Though he remained silent in court, Giuliani told reporters late Monday he plans to testify that his voting fraud allegations are true.
“When I testify, the whole story will be definitively clear that what I said was true, and that, whatever happened to them—which is unfortunate about other people overreacting—everything I said about them is true,” Giuliani told reporters.
That prompted the plaintiff’s attorneys to ask Howell to prohibit Giuliani from making such statements in court. In court records, Giuliani has already stipulated that his statements were false. And his attorney, Joseph Sibley, acknowledged as much in his opening statement Monday.
Howell granted the plaintiff’s request and urged Sibley to try to keep his client under control.
“Was Mr. Giuliani just playing for the cameras or the media yesterday?” Howell asked.
“I’m not sure, your honor,” Sibley responded. “I think this has taken a toll on him. He’s almost 80 years old.”
But Giuliani’s statements may yet come back to haunt him. During her testimony, Moss told jurors she heard his latest fraud allegations when she got back to her hotel Monday night.

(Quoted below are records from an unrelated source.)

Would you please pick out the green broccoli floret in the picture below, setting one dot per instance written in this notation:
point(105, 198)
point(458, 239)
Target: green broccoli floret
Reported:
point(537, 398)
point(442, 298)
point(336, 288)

Howell said jurors might take those comments into account when assessing whether to impose punitive damages against Giuliani.
Giuliani was more circumspect in his comments to the media after Tuesday’s testimony. He suggested reporters should be asking whether the proceedings were “a political hit job” instead of a “legitimate defamation case.” But he did not repeat his vow to testify that the fraud allegations against Freeman and Moss are true.
Giuliani is expected to take the stand himself later this week.